This is an update to a story we reported earlier this week.

Mary Lou Byrd of the Washington Free Beacon reports.

College Cracking Down on Jokes

Update, 4:30 p.m.: Hours after the publication of this story, the Foundation for Individual Rights in Education issued a statement this afternoon announcing that the charges against the female student have been dropped.

“We’re pleased that the student is no longer weighed down by these chilling disciplinary charges and can focus on her education,” said Peter Bonilla, Director of FIRE’s Individual Rights Defense Program. “UO’s quick action here illustrates something we’ve long recognized at FIRE: Universities are seldom able to defend in public what they try to do in private.”

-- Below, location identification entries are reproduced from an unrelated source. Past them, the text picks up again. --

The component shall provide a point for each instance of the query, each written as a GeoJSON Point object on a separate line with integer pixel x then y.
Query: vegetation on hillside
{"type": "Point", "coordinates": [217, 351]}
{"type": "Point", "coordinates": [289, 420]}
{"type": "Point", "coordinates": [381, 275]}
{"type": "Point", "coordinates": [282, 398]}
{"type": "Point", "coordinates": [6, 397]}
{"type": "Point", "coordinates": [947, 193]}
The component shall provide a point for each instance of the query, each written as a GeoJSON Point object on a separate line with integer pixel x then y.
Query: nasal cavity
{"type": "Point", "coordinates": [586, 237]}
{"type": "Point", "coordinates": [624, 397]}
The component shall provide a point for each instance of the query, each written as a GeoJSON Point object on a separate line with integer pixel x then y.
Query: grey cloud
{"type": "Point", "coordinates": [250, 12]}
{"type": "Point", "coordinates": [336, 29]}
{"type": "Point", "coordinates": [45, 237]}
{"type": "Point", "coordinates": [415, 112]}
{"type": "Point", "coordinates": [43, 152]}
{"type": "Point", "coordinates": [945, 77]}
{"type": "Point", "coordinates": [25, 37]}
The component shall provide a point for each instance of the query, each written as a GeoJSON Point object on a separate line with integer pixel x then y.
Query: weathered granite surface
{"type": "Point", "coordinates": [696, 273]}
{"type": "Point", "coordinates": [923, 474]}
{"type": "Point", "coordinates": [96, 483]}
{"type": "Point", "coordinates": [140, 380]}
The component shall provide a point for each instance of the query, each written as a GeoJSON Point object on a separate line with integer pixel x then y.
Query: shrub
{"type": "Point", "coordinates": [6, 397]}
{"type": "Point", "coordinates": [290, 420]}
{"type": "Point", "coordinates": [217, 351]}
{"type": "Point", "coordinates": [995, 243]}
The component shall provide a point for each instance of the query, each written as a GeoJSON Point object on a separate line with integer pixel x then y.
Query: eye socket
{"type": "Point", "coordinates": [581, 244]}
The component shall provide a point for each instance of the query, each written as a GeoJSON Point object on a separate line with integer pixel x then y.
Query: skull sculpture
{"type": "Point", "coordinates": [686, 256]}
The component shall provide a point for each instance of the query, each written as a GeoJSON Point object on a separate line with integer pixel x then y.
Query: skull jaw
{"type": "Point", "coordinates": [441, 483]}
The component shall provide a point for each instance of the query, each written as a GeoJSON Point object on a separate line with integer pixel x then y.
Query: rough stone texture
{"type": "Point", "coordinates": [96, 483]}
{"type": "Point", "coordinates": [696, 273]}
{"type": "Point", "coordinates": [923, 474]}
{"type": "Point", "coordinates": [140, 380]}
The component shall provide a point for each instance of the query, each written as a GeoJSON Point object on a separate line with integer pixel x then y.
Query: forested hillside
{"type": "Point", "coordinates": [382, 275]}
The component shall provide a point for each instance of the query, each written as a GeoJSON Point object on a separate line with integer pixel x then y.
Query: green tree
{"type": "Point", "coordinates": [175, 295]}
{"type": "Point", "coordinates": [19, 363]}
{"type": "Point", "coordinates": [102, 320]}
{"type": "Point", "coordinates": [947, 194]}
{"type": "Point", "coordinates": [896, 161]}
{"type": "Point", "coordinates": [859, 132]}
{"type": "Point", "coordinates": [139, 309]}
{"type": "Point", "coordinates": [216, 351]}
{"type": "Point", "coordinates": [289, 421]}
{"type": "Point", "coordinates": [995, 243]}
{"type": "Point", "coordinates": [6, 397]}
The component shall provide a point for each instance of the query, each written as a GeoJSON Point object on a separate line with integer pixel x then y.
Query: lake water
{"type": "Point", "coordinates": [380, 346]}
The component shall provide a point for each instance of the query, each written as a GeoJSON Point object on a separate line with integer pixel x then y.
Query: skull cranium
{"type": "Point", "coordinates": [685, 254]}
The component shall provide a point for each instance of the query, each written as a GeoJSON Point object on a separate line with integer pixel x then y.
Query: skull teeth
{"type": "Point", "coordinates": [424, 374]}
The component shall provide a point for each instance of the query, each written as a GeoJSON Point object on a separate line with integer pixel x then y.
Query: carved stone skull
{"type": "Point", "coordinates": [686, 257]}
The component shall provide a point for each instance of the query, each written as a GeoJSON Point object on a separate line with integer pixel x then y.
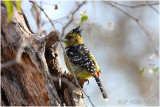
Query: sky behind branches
{"type": "Point", "coordinates": [119, 45]}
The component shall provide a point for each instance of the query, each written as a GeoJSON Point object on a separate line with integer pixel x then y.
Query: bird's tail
{"type": "Point", "coordinates": [103, 91]}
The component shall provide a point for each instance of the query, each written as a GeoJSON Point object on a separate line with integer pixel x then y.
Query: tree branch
{"type": "Point", "coordinates": [138, 22]}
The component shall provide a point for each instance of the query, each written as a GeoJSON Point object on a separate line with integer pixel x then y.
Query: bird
{"type": "Point", "coordinates": [79, 59]}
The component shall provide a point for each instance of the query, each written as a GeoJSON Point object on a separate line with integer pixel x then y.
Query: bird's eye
{"type": "Point", "coordinates": [69, 37]}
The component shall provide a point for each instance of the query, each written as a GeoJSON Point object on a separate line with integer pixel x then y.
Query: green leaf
{"type": "Point", "coordinates": [156, 69]}
{"type": "Point", "coordinates": [18, 3]}
{"type": "Point", "coordinates": [142, 70]}
{"type": "Point", "coordinates": [9, 5]}
{"type": "Point", "coordinates": [84, 17]}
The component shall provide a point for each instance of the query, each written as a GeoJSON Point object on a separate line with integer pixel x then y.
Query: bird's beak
{"type": "Point", "coordinates": [64, 40]}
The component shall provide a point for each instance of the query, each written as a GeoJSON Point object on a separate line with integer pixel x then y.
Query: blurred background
{"type": "Point", "coordinates": [126, 56]}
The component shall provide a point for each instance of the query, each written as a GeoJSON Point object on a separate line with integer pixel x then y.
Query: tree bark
{"type": "Point", "coordinates": [30, 69]}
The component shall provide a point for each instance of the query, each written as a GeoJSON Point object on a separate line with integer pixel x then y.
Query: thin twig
{"type": "Point", "coordinates": [44, 13]}
{"type": "Point", "coordinates": [139, 23]}
{"type": "Point", "coordinates": [136, 6]}
{"type": "Point", "coordinates": [17, 59]}
{"type": "Point", "coordinates": [72, 16]}
{"type": "Point", "coordinates": [78, 7]}
{"type": "Point", "coordinates": [152, 7]}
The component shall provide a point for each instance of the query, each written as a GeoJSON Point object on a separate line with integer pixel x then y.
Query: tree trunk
{"type": "Point", "coordinates": [30, 69]}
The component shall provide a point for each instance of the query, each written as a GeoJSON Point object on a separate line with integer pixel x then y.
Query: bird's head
{"type": "Point", "coordinates": [73, 38]}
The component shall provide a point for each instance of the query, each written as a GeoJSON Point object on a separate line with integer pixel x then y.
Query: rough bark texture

Students at the University of Oregon began their fall semester on Monday amid controversy over conduct charges filed against a female student for making a joke.

The university is under fire for filing five charges against the student after she yelled “I hit it first” to a couple passing under her window during the summer semester. The student, who requested anonymity, said she did not know the couple and called out the phrase in jest, according to her account to the Foundation for Individual Rights in Education.

FIRE is now calling on the university to drop the charges and revise what it calls unconstitutional speech codes.

“It is remarkable that the university apparently didn’t give a first thought to this student’s First Amendment rights before throwing the book at her and allowing these unconstitutional charges to hang over her head for the entire summer,” said Peter Bonilla, Director of FIRE’s Individual Rights Defense Program, in a prepared statement yesterday.